Laboratory of Enzymology, Department of Molecular and Cell Biology, Graduate School of Agricultural Science, Tohoku University, Sendai 981-8555,1 Microbiology Group, Research and Development Division, Kikkoman Corporation, Noda 278-0022,2 Institute of Molecular and Cell Biology, National Institute of Advanced Industrial Science and Technology, Tsukuba, Ibaraki, 305-8566, Japan,3 Department of Physiology, Johns Hopkins Medical School, Baltimore, Maryland 212054
Received 31 October 2001/ Accepted 10 February 2002
Tetragenococcus halophila D10 catalyzes the decarboxylation of L-aspartate with nearly stoichiometric release of L-alanine and CO2. This trait is encoded on a 25-kb plasmid, pD1. We found in this plasmid a putative asp operon consisting of two genes, which we designated aspD and aspT, encoding an L-aspartate-ß-decarboxylase (AspD) and an aspartate-alanine antiporter (AspT), respectively, and determined the nucleotide sequences. The sequence analysis revealed that the genes of the asp operon in pD1 were in the following order: promoter
aspD
aspT. The deduced amino acid sequence of AspD showed similarity to the sequences of two known L-aspartate-ß-decarboxylases from Pseudomonas dacunhae and Alcaligenes faecalis. Hydropathy analyses suggested that the aspT gene product encodes a hydrophobic protein with multiple membrane-spanning regions. The operon was subcloned into the Escherichia coli expression vector pTrc99A, and the two genes were cotranscribed in the resulting plasmid, pTrcAsp. Expression of the asp operon in E. coli coincided with appearance of the capacity to catalyze the decarboxylation of aspartate to alanine.
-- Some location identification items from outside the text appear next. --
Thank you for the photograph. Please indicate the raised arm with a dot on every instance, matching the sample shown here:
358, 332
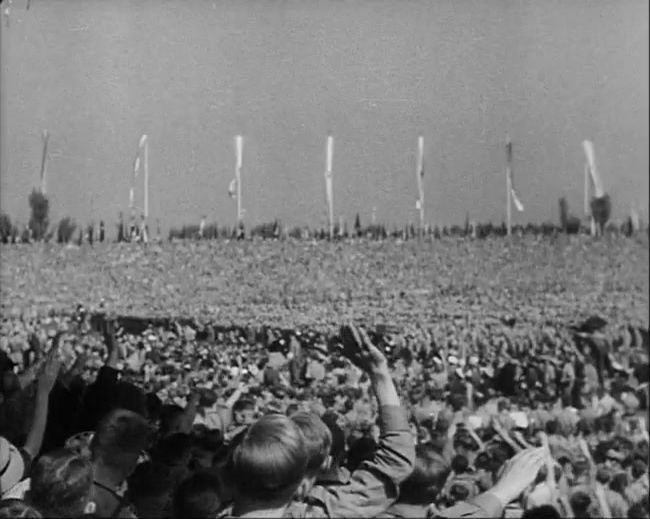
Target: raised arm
374, 486
46, 380
520, 472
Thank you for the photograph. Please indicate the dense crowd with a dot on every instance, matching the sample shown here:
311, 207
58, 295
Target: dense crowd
452, 419
300, 283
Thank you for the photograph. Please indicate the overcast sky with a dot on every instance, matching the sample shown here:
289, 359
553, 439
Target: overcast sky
192, 74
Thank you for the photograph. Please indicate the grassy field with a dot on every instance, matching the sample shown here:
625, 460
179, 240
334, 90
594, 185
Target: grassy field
293, 283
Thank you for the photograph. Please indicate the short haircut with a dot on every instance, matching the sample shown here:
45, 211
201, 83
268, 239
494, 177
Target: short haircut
362, 449
541, 512
580, 502
459, 464
269, 463
638, 469
552, 426
60, 484
17, 509
119, 439
169, 414
318, 440
619, 483
243, 404
131, 397
428, 477
198, 496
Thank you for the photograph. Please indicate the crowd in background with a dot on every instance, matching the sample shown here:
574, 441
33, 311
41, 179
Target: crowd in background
443, 420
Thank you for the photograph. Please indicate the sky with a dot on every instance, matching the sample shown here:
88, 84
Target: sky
192, 74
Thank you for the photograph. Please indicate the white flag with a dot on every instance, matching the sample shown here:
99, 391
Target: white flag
513, 193
588, 147
517, 202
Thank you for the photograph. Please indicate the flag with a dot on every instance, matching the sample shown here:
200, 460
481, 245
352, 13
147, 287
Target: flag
419, 204
46, 138
513, 192
136, 169
588, 147
234, 189
329, 190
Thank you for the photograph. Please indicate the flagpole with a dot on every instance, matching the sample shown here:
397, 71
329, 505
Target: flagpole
420, 174
146, 178
46, 137
508, 186
239, 145
328, 185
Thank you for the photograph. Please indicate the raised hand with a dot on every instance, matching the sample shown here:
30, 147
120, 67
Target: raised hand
358, 347
50, 371
520, 472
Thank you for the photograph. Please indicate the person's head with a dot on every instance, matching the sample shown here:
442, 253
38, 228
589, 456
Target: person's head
268, 463
150, 488
198, 496
427, 479
318, 442
459, 464
552, 427
580, 502
171, 419
466, 446
119, 439
638, 469
639, 510
204, 448
131, 397
603, 476
60, 484
457, 493
243, 412
541, 512
17, 509
619, 483
361, 449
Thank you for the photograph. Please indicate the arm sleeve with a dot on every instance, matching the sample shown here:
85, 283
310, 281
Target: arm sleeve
483, 505
374, 486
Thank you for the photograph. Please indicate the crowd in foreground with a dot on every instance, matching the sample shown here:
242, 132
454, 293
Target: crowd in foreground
236, 423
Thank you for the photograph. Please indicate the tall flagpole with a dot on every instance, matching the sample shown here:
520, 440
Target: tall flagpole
46, 137
328, 185
420, 179
146, 176
508, 186
239, 144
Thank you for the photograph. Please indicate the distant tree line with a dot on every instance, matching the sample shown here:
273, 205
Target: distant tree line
39, 229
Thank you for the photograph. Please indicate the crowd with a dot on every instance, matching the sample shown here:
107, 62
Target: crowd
294, 283
452, 419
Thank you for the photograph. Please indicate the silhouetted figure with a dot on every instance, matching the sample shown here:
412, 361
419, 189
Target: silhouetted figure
120, 229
Histidine-tagged AspD (AspDHis) was also expressed in E. coli and purified from cell extracts. The purified AspDHis clearly exhibited activity of L-aspartate-ß-decarboxylase. Recombinant AspT was solubilized from E. coli membranes and reconstituted in proteoliposomes. The reconstituted AspT catalyzed self-exchange of aspartate and electrogenic heterologous exchange of aspartate with alanine. Thus, the asp operon confers a proton motive metabolic cycle consisting of the electrogenic aspartate-alanine antiporter and the aspartate decarboxylase, which keeps intracellular levels of alanine, the countersubstrate for aspartate, high.